Having had zero experience handling horses, I was sure I'd be banished to the pony barn until the owner felt I could handle a larger horse but, somehow, I ended up with the Morgans and Percherons and, in the course of one day, I feel like I learned a lifetime of experience. But still, there's so much more to understand.

Today, my second day, I was able to groom the Percherons. Percherons are similar to Clydesdales but a deep black color. She has Tiffy and Jake and they live together in a seperate barn, just the two of them. Years ago, for whatever reason, the owner was considering selling Tiffy. But one night, after they were put into their pens (with a little opening between them so they could visit), Jake got really sick with some kind of stomach ailment. He was on his side, lying in his own pee and really uncomfortable. Tiffy, somehow, opened her gate with her teeth and then opened the gate to their pen and walked up the hill 150 yards or so to the owners front yard and waited there until she woke up. She led the owner down to Jake's pen and it was all fine from there. Jake got the help he needed and Tiffy was secured her place by her mate for a lifetime. It was a like a story out of Black Beauty.

Going into the pen to groom a horse, I take three things in a bucket. A thick wired brush for brushing their manes and tails, a lighter brush for their coats and a strange little gadget for cleaning out their hooves. On one end of the gadget is a little wire brush and the other end is a metal hook to dig into the nooks and crannies to get out the funk and random pebbles.

So far, the one thing that strikes me the most about being with these creatures, the thing that leaves me just spellbound with a feeling of grace and honour, is cleaning their feet. Leaning over beside a horse (especially a horse whose back is a foot higher than the top of my head), tapping gently behind his knee joint and having him lift his foot gently into my hand. There is such trust to that. Such a relationship. It makes me think of thousands of years ago, in the fertile crescent, when the most hospitable thing you could do for a guest is sit them down and soak and wash their weary, worn traveled feet. Every time I have a hoof in my hand I feel like I'm entrusted with sooo much. And I am.

When I first spoke with owner on the phone about coming to work for her every other Sunday, and that I didn't have any experience, she kind of laughed and made a comment about how this would help me figure out whether or not I really wanted to do this. Whether or not I'd really want a horse for my own self. I'm sitting here now, after my second day working with them, my shoulders and back tired, totally satisfied and I'm realizing that "whether or not I'd want a horse for my own self" was never the question. Never never.

3 comments:

m.m.crow said...

i discovered that it's just my computer. the nice, new computers at the coffee shop give me no trouble signing in. oh well.

p said...

i can't believe you still have sign in probs. maybe change your password/email sign in?

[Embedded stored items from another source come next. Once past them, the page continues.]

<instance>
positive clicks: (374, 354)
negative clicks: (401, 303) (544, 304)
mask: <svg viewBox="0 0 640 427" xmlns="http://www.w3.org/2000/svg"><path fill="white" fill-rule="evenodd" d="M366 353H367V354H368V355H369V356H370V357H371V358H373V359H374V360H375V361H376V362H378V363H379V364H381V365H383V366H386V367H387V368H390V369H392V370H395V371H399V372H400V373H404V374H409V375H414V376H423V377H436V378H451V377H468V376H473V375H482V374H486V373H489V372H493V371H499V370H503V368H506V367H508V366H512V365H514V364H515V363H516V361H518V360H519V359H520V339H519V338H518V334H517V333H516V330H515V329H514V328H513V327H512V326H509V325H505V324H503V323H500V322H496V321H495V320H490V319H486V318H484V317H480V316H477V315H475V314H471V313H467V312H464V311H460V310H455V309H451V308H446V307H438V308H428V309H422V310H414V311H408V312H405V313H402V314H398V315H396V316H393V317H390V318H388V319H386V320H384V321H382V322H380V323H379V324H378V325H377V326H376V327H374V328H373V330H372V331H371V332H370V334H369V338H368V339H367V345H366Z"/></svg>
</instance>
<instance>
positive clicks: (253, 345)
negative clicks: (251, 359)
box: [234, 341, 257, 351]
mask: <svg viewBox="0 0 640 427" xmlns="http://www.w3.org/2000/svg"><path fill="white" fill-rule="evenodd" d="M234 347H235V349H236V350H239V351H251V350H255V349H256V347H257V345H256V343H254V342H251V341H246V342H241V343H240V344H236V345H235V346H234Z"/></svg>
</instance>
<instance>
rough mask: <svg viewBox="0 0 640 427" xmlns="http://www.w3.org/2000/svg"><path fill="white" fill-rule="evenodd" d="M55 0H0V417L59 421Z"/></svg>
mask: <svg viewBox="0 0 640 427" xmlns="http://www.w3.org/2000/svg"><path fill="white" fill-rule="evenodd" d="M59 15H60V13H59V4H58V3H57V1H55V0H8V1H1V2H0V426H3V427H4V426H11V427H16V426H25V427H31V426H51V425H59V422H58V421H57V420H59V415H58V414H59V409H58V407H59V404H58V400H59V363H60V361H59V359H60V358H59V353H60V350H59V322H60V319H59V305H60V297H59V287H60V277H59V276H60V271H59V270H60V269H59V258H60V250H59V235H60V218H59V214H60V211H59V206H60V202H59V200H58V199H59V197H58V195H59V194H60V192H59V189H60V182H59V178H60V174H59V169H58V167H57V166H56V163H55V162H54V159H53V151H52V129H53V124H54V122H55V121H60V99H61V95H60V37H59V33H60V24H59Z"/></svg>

this is a beautiful beautiful post crow. for as much as i wouldnt want to do the things you do, you have a way of romanticising them in an honest way if that makes sense. the grit seems pleasant. the pain, all of it. its fascinating to me.

Unknown said...

Horses aren't my thing but I admire your determination and willingness to do the hard apprenticeship. That is a great story too about your rural childhood. It's the real-life sharing that makes these blogs so great. Keep it up.